6. Consider a symmetric 4-wide (each pipeline stage can operate on up to 4 instructions in parallel) implementation of the MIPS R10000 algorithm with a 32-entry ROB and 16 reservation stations. Assume that each instruction can have a maximum of 2 register inputs and one register output.

• How many read ports must the register map table  have, i.e., how many parallel reads must it support?
• How many write ports does the physical register file need?
• How many CDBs are there?
• How many inputs does the mux at each ALU input have?
• How many separate tag comparators are there in the reservation stations?

Simulation (no actual programming this time)

For this part of the homework, you will be using sim-R10K, which simulates a dynamically scheduled superscalar processor with reservation stations, a ROB, MIPS R10K style register renaming, speculative execution with branch prediction, a full cache hierarchy, and load speculation. For the purposes of this assignment, you are not required to hack the simulator, only to run it. However, it may be a good idea to look at the file sim-R10K.c, just to see how the simulation is structured. This is especially important for those few of you who would like to use the timing simulator in your projects. The simulator has an outer loop that increments a cycle counter. Every cycle, it models each pipeline stage from the back of the pipeline to the front: commit, writeback, schedule, rename, and fetch. The simulator uses a "dirty" trick to speed up simulation: it executes in order during the rename stage and simply uses the subsequent out-of-order stages to model timing. You can learn more about sim-R10K on the SimpleScalar help page.

Configure the simulator to use the same cache parameters as you used in question 3 of homework #3 and the branch prediction parameters from part h of the same.  Use the benchmark gcc with 2% sampling, 4% warmup and a 10M sampling granularity.

Here are some other settings for your runs:

• Use a symmetric 4-wide machine (all stages must be 4 wide).
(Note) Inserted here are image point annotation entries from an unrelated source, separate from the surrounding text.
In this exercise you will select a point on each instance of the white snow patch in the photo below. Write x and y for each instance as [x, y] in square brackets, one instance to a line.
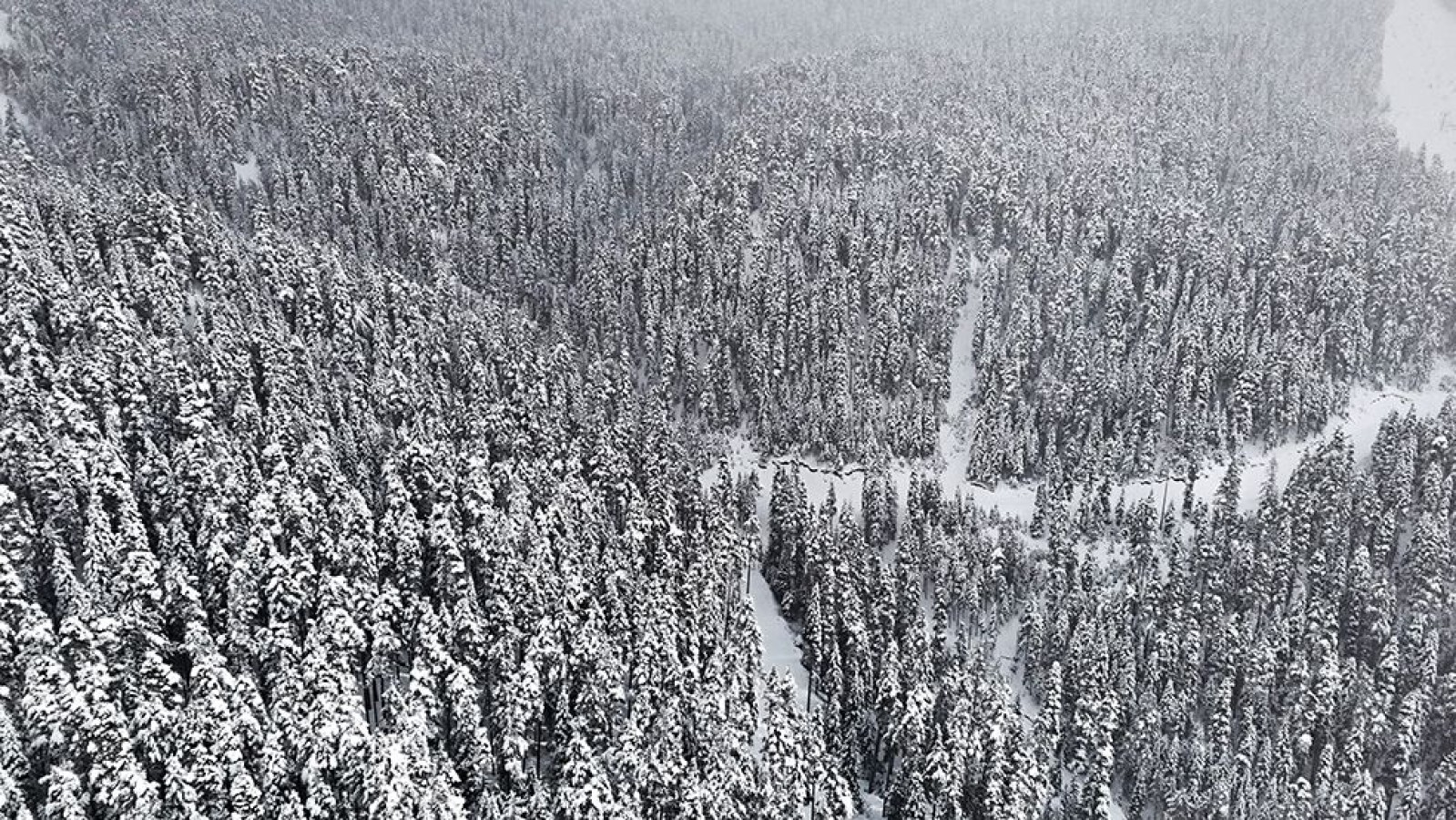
[780, 649]
[1419, 76]
[9, 108]
[247, 172]
[1360, 424]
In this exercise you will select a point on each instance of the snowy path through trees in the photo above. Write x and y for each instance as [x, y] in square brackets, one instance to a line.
[1419, 76]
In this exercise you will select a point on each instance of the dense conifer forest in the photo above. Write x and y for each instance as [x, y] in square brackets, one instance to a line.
[377, 384]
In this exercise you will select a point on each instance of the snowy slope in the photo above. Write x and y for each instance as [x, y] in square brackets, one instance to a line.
[1419, 76]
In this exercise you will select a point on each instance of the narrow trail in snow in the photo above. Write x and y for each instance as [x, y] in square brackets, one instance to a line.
[1419, 76]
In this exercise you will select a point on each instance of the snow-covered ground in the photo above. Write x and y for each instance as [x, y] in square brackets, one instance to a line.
[1360, 423]
[247, 172]
[7, 107]
[1419, 76]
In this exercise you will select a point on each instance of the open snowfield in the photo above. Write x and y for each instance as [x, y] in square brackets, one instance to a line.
[1419, 76]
The scheduler is further constrained as it cannot issue any combination of 4 instructions per cycle. Constrain it to issue at most 3 integer, 1 FP, 1 load, and 1 store per cycle.
• Use a 64 entry ROB, a 32 entry load queue, and a 16 entry store queue (the load and store queue combined are the "MOB" as shown in class).
• Use 40 reservation stations.
• Use a recover bandwidth of 4 instructions to simulate recovery by reverse-walk of the ROB.
• Use speculative execution.
• Use a conservative load scheduling policy.

8. Measure the impact of load scheduling policy. Rerun the out-of-order experiment with "opportunistic" load scheduling. What is the speedup?

9. Measure the impact of ROB/MOB size. Rerun the out-of-order experiments with both "conservative" and "opportunistic" scheduling two more times each: once with the ROB/MOB sizes doubled, and once with those sizes halved.  What are the speedups/slowdowns in each case? With the six simulations you have now (3 ROB sizes and two load scheduling policies), can you make a statement about which is more important to performance? Is there some interaction between ROB size and load scheduling policy (i.e., does a large ROB require one policy over another)?